Là encore, on a commencé par des études qui ne faisaient que constater la survenue de maladies neurodégénératives, comme la maladie de Parkinson, chez des personnes exposées à certains pesticides. Dans un second temps, on a pu démontrer l’impact de certains produits phytosanitaires. Un autre organophosphoré, le S-métolachlore, a été retrouvé récemment dans l’eau du robinet en France.

Et vous expliquez dans le livre que très peu de temps après la sortie de cette étude, l’ANSES (Agence Nationale Sécurité Sanitaire Alimentaire Nationale) a remonté les seuils de tolérance en matière de conformité de l’eau. Face à ces nouvelles peu réjouissantes, que peut-on espérer à l’avenir ?

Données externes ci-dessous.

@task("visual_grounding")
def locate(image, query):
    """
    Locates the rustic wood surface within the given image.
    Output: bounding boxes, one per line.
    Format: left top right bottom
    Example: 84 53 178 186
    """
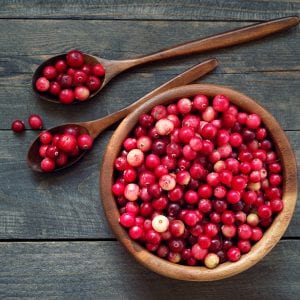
0 0 300 299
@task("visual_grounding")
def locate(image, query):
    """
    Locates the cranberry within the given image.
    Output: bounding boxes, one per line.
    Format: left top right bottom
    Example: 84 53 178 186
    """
151 105 168 121
92 64 105 77
238 224 252 240
66 50 84 68
59 89 75 104
55 59 67 73
55 151 68 167
43 66 57 80
28 115 43 130
81 64 92 75
73 70 88 86
124 183 140 201
11 120 25 133
193 94 209 111
213 95 229 112
41 157 55 172
57 134 77 153
238 240 251 253
177 98 192 114
139 114 154 128
86 76 102 92
192 244 208 260
77 134 93 150
49 81 61 96
35 77 50 92
127 149 144 167
227 247 241 262
257 205 272 219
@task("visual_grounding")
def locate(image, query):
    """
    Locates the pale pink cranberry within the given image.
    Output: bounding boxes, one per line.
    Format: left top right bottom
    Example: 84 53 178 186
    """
155 118 174 135
204 253 220 269
124 183 140 201
159 174 176 191
127 149 144 167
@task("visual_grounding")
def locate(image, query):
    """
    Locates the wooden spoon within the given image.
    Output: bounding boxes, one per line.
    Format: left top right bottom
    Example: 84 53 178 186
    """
27 59 218 172
32 17 299 103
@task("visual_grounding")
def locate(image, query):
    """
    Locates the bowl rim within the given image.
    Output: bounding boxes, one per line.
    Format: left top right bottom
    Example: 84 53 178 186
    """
99 84 297 281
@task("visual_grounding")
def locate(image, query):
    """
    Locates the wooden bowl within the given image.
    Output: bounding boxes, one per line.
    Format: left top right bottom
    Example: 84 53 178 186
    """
100 84 297 281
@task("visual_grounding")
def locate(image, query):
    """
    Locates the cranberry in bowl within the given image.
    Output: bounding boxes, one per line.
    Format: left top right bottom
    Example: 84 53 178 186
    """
100 84 297 281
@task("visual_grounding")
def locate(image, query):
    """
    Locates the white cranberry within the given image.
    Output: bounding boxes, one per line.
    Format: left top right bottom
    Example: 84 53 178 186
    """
155 118 174 135
127 149 144 167
152 215 169 232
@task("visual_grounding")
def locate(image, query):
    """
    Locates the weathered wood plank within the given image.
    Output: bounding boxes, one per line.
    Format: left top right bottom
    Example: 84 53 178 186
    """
0 240 300 300
0 131 300 239
0 20 300 69
0 0 300 20
0 71 300 130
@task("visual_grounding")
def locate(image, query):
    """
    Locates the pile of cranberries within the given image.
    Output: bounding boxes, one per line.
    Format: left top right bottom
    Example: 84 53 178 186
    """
112 95 283 268
35 50 105 104
39 125 93 172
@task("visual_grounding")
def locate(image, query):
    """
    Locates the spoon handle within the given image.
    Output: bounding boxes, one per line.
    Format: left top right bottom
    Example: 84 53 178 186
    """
122 17 300 69
79 58 218 139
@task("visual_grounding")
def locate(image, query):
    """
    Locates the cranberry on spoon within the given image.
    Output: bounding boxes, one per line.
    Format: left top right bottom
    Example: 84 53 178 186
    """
32 17 299 104
27 59 218 172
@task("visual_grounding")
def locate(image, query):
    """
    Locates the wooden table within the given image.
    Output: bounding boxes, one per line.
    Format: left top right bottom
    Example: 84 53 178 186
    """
0 0 300 300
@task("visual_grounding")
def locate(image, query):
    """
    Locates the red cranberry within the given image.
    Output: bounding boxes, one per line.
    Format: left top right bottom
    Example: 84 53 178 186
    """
73 70 88 86
59 89 74 104
57 134 77 153
151 105 168 121
193 94 208 111
177 98 192 114
55 151 68 167
55 59 67 73
28 115 43 130
86 76 102 92
43 66 57 80
227 247 241 262
46 145 59 159
139 114 154 128
74 86 90 101
77 134 93 150
41 157 55 172
11 120 25 133
66 50 84 68
81 64 92 75
35 77 50 92
92 64 105 77
49 81 61 96
213 95 229 112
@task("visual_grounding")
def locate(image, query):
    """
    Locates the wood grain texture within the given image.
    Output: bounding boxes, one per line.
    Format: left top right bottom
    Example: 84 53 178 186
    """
0 240 300 300
0 0 300 20
0 19 300 67
0 131 300 239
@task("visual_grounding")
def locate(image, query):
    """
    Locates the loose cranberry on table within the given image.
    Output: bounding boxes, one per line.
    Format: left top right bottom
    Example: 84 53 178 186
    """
39 126 94 172
111 93 283 269
35 50 105 104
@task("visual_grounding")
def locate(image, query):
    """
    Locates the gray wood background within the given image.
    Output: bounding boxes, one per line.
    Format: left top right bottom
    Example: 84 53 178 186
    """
0 0 300 299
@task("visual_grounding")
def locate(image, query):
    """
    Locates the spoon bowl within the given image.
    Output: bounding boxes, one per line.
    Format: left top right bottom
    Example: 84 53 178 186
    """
32 17 299 104
27 123 90 173
27 59 218 172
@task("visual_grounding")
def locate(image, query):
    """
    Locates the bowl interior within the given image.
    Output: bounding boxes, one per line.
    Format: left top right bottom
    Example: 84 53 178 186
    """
100 84 297 281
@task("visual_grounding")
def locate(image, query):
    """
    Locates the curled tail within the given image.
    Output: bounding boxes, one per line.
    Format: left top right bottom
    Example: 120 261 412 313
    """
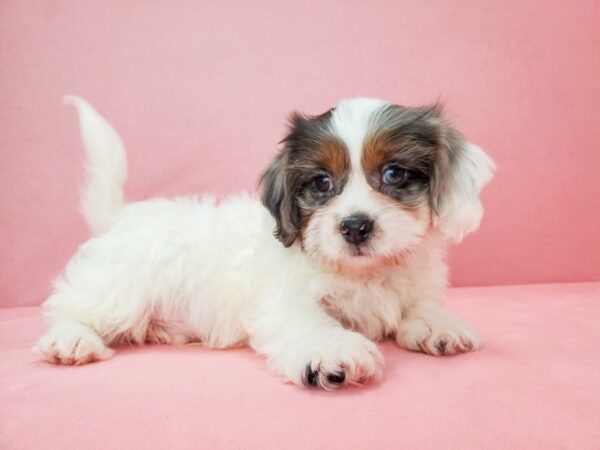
63 95 127 235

Les praticiens de santé, comme les pharmaciens et les médecins, devraient être plus sensibilisés à ces questions. C’est une matière qui n’est que très peu enseignée en France. Alors que ça me semble absolument fondamental pour lutter contre certaines pathologies d’origine environnementale. L’Académie nationale de pharmacie vient de prendre position, il y a une quinzaine de jours, pour demander un enseignement systématique de ces questions dans les études de santé. C’est aussi important d’étudier la relation entre environnement et santé en matière de recherche.

Les médias sont capables de braquer les projecteurs sur un aspect particulier, comme le glyphosate ou les néonicotinoïdes, mais à chaque fois c’est un petit bout. Ce qui manque, c’est la vision d’ensemble. Les pesticides jouent sur la biodiversité, qui elle-même a des conséquences sur des maladies infectieuses. Tout est lié. Quand on agit à un endroit de l’écosystème, ça va se répercuter sur toutes les autres composantes. Beaucoup de choses sont évitables parce que le point de départ, c’est souvent des altérations d’origine humaine.